Joyce is a native new Englander with the Yankee “can do” spirit. She resides in Stratford, CT in a beautiful three-story colonial home. She currently lives with her son J.C. Her 100-years-young mom lives next door. Joyce and her late husband John were married for 42 years. John was always a huge support to Joyce with her crafting adventures. At an NFB convention in Orlando John told me that his philosophy was that a happy wife made for a happy life. Check out the Kane Brewer Fund on our website to learn more about John and how his legacy assists others to reach their crafting dreams. Joyce and John were blessed with three children and five grandchildren. grandchildren.
Throughout the years, Joyce has always stayed active in promoting her crafting passion. These activities ranged from owning a yarn shop to teaching community education classes in all types of crafts.
She has also been very active in the Girl Scouts. Teaching girls of all age’s new crafts.
Joyce lost her vision 12 years ago from diabetic complications. Sure, she initially missed seeing this or that…but she soon learned through trial and error. As a totally blind person she effortlessly began knitting, crocheting, quilting, beading and several other crafts again. Joyce does not slow down with learning new crafting techniques. We can all learn from her willingness to try new experiences. Currently Joyce has begun her own embroidery business she is calling it “Color My World”. She will make custom items from t-shirts, bags to table runners and many other items in between. She uses a computerized embroidery machine that she just started to learn a year ago. Her creations are gorgeous.
Joyce searched for a group of likeminded blind people to share tips and tricks of the crafting world with. After she did not find such a group…she set out to begin her own group.
The Krafters Korner currently has over 50 members and we average around 40 classes a year. Joyce has provided renewed joy and excitement to many. Not just in her geographical area, but virtually all over the world. Joyce gathered a group of people to help create the foundations of this division. They saw the importance of teaching in a format that will not be hindered by the miles that may separate us. This has been accomplished in unbelievable ways. Stop by our website and check out our classes www.krafterskorner.org.

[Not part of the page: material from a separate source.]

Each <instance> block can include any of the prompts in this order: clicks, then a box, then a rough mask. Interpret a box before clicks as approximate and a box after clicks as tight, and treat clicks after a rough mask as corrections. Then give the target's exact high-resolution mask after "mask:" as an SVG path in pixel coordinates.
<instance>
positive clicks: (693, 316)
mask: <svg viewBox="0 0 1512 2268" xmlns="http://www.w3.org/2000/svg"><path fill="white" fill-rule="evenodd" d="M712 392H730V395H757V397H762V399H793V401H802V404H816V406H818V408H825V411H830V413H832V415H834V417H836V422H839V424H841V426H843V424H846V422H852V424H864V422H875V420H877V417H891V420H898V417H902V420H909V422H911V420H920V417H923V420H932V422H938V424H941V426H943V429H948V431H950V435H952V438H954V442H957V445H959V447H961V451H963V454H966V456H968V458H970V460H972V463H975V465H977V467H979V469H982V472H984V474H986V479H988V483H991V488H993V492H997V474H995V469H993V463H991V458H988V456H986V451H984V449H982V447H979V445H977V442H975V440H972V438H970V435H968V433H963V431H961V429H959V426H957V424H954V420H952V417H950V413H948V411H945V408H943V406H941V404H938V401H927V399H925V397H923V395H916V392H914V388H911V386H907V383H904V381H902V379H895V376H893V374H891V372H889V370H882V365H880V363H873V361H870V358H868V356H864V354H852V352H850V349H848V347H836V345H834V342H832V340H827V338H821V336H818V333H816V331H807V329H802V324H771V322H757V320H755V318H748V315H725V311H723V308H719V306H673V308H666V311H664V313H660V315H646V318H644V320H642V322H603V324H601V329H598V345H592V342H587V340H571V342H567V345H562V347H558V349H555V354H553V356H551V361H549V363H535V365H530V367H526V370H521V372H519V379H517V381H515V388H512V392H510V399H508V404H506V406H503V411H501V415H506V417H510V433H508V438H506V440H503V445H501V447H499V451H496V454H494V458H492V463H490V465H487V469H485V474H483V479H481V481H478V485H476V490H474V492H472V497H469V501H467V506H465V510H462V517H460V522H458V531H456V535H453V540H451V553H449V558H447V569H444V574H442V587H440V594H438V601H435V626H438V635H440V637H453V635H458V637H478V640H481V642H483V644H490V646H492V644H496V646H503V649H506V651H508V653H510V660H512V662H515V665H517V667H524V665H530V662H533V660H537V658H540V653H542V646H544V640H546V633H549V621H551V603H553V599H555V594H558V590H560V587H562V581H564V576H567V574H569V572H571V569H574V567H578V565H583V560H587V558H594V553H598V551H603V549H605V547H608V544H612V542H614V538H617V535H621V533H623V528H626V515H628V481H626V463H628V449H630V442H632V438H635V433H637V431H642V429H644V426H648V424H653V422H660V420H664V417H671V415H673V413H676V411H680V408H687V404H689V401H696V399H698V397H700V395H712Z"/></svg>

I have been personally so encouraged through my friendship with Joyce, and I know others feel the same. Thanks for your passion Joyce and for creating Krafters Korner!
I am having a great time knitting hats for charity. My local yarn store collects them and when they have plenty, they give them to an agency in the next town that serves homeless families.
A friend of mine bought a big bag of yarn from Michael’s, several colors, to use in a party game, and he gave me all the leftovers, which was quite a lot. All the colors go together so I can mix them however I like.
I’m enjoying trying different patterns and seeing how they come out. So far, I am using rib patterns, because they are stretchy, so the hat could fit a variety of people’s heads. They also create warm, cozy hats. I’m making my hats with 2 different colors, one main and one for some stripes, to jazz them up a bit.
The hats are pretty small, so they’re very easy to throw in a bag and work on during a meeting or whatever. Plus, they don’t take long to make. I’m a slow knitter, and I’m making a hat a week. The yarn store owner tells me another person is undergoing cancer treatment and bashing out hats while she waits around for doctors.
It’s fun, trying different things on something quick that doesn’t require a lot of thinking, once it gets going, and then turns into something attractive and useful, without adding to my already extensive hat collection.
I’m lucky that my local yarn store is coordinating this project. but I know other Krafters Korner members are knitting or crocheting for charity through their church or local hospital, and a Google search for “knitting for charity” also turns up quite a few possibilities.